A reward chart is an excellent way of using incentives to encourage your child to behave well. Make sure that your child is present with you as you make the reward chart. It will help him have a better understanding of how it works. Every child has his good and bad habits. The key is to encourage the good habits and discourage the bad ones. This means that you need to have these behaviors in mind. For example, if your child doesn’t like eating their food, then you can list this as negative behavior, and then the positive behavior would be eating their food.

Have Age-Appropriate Expectations

It is essential that the positive behavior you expect your child to engage in is something that is appropriate for their age. It should also be something that they can do with the right guidance. For example, you cannot expect a one-year-old child to dress himself up properly from head to toe. It will be difficult even if you give him incentives and this will further frustrate him when he fails. It doesn’t mean that the behavior should be easy, but it shouldn’t be too hard also. Your kid should feel like they have a chance at succeeding and getting the reward. Sometimes, a child will make small steps towards accomplishing the more significant task ahead of them.

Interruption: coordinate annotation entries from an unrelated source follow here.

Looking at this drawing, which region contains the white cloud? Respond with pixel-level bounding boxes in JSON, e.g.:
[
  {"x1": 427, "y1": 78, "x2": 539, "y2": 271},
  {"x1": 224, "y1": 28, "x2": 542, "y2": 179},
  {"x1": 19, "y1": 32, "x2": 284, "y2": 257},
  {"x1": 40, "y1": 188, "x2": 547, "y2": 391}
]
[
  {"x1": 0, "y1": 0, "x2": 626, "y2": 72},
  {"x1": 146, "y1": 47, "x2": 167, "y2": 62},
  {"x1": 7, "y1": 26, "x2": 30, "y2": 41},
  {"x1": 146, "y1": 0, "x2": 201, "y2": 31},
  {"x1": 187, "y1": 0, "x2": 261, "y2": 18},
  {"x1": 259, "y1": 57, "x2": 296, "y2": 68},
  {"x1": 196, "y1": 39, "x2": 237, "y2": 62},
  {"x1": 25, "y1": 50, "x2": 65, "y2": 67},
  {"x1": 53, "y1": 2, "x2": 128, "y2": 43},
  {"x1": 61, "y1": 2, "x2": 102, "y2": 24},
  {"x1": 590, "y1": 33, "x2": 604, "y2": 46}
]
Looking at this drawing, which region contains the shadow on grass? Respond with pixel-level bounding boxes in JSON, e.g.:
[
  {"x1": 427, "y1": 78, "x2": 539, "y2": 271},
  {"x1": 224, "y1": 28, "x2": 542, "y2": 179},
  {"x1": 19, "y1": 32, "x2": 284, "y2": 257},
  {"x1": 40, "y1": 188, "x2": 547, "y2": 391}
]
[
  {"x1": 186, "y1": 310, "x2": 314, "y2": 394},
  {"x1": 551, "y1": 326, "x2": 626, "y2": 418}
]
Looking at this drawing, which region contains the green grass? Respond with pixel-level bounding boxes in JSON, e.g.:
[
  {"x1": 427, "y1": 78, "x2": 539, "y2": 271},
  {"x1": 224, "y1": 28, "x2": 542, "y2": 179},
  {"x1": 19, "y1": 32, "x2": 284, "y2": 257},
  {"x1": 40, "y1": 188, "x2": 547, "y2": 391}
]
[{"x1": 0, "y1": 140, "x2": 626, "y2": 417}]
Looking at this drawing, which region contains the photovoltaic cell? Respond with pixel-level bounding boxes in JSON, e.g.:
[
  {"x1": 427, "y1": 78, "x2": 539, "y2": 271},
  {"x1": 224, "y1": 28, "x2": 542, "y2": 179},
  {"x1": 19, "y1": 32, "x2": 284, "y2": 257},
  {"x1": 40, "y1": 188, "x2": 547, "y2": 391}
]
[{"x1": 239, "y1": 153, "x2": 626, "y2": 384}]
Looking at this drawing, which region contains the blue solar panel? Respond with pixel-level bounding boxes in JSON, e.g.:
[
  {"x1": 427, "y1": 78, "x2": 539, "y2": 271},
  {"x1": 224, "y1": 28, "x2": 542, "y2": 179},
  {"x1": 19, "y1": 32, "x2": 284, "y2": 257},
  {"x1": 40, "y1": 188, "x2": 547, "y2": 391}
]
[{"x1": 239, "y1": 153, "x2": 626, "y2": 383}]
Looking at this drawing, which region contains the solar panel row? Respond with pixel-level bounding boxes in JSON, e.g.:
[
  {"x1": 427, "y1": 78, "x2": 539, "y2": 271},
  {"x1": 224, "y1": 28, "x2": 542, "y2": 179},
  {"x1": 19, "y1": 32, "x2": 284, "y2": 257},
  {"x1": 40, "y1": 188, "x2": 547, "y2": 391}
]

Let Your Child Choose Some Incentives

Your child needs to have a hand in selecting the incentives because they know what they want and this is what will motivate them to behave well. Let’s say you put a movie as an incentive for sharing their toys with their friends but your child is not fascinated with a movie. Instead, they want a ball. What will happen in this case? They will not be motivated to share their toys, and you will not be successful in encouraging good behavior. You can put both less costly and relatively costly items. Some incentives can even be free. An example is allowing your child to play games on your phone. When you and your child work together, you’ll come up with a plan that works for both of you.

It is normal to worry that using incentives to promote good behavior will make your child grow up into adults who don’t do good if they’re no rewards. However, psychologists say that using incentives leads to repeated practice. When your child shares his toys, cleans his room and is kind to people over and over, these behaviors may become natural to them over time.